Il dato emerge da un’elaborazione di Coldiretti Lombardia su dati Iffi, (Inventario Fenomeni Franosi in Italia): se al 2006 erano registrati 2.510 eventi, nel 2012 essi sono infatti saliti a 2.710, quindi con un incremento pari a 201.

“Per fortuna nessuna di queste frane ha provocato danni gravi alle imprese agricole sul territorio, grazie anche all’azione di presidio che le stesse imprese svolgono in montagna” commenta Fernando Fiori, presidente di Coldiretti Varese.
“Un’azione che va considerata nella giusta importanza, in quanto anche il progressivo abbandono dell’agricoltura in montagna va ad accrescere il rischio di questi fenomeni. Va perciò riconosciuta la multifunzionalità delle imprese agricole, degli allevatori e dell’attività d’alpeggio che, con la loro presenza, mantengono in ordine il territorio di ampie aree montane”.

“Ricordiamo come le piogge del 2010 abbiano provocato smottamenti che hanno interessato strade interpoderali al servizio di attività boschive – sottolinea il direttore Francesco Renzoni – soprattutto nelle zone della valli Vedasca e Dumentina, a nord di Varese”.

Non si tratta di un fenomeno isolato per la sola provincia di Varese, in quanto è tutta Lombardia ad essere interessata dal fenomeno: ovviamente le province più colpite sono quelle con una quota maggiore di territorio montano, da Como a Sondrio, da Lecco a Bergamo e Pavia.

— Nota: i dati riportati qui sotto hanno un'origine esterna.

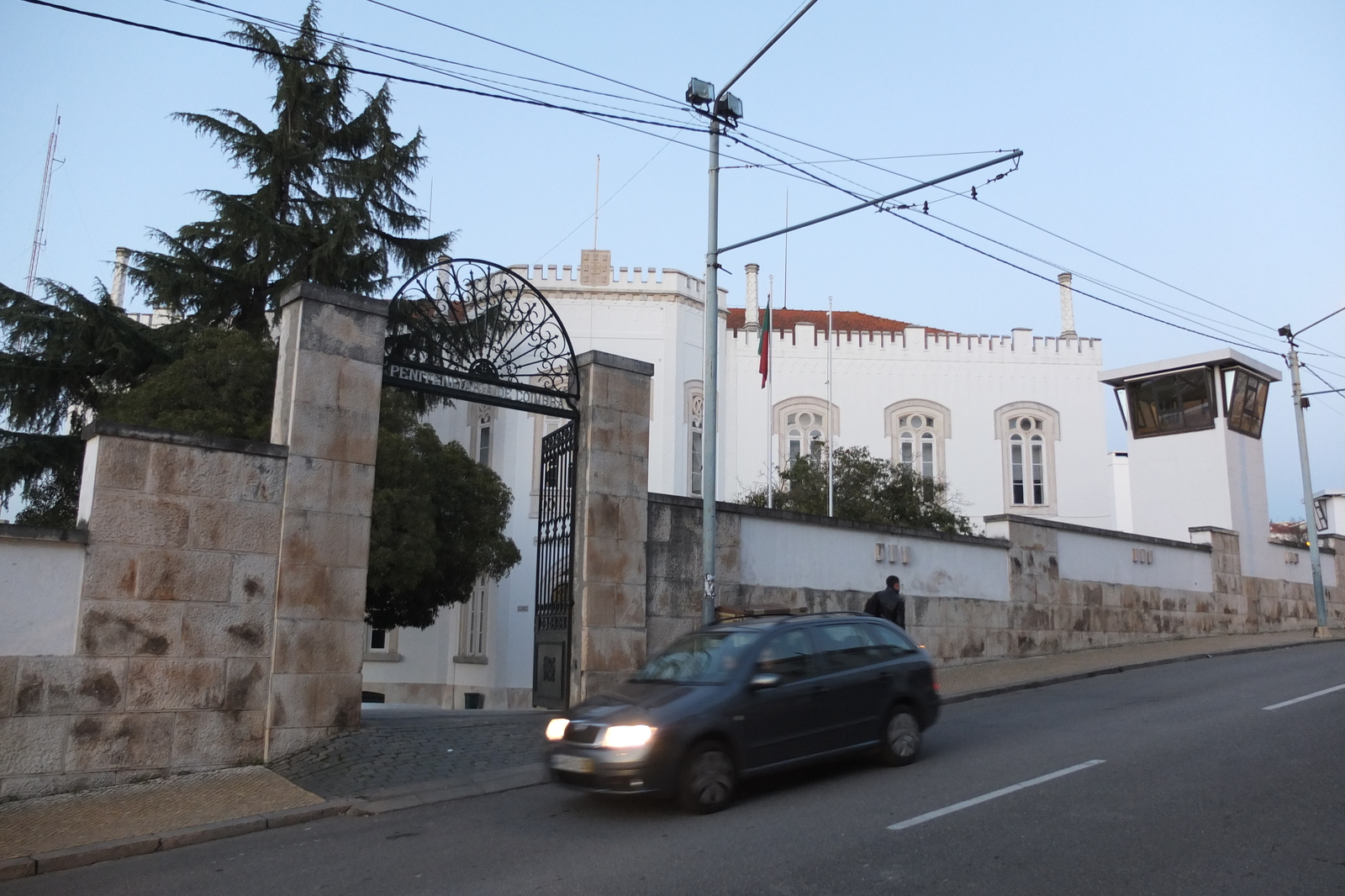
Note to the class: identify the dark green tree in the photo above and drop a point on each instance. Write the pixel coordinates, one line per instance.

Nella regione, oltre 4 mila chilometri quadrati di territorio nel 2012 risultavano interessati da frane, con un aumento del 24 per cento rispetto a 6 anni fa.
“Nella nostra regione – spiega Ettore Prandini, Presidente della Coldiretti Lombardia – dal 2006 a oggi si è passati da 130 mila a oltre 148 mila fenomeni, con un aumento del 13 per cento e coinvolgendo il 17 per cento dei 23.800 chilometri quadrati del territorio regionale. L’Italia frana anche perché il 25 per cento delle campagne negli ultimi 40 anni è stato coperto dal cemento, con un consumo spropositato di suolo, o abbandonato come è successo in alcune aree montane”.

Ed anche a livello nazionale – afferma la Coldiretti – un territorio grande come due volte la Lombardia è stato sottratto all'agricoltura senza che questo processo fosse accompagnato da un adeguamento della rete di deflusso delle acque.
In Lombardia il maggior numero di frane si registra in provincia di Sondrio (con il 30 per cento di tutti gli eventi individuati in regione) seguita da Brescia, Bergamo, Como, Pavia e Lecco.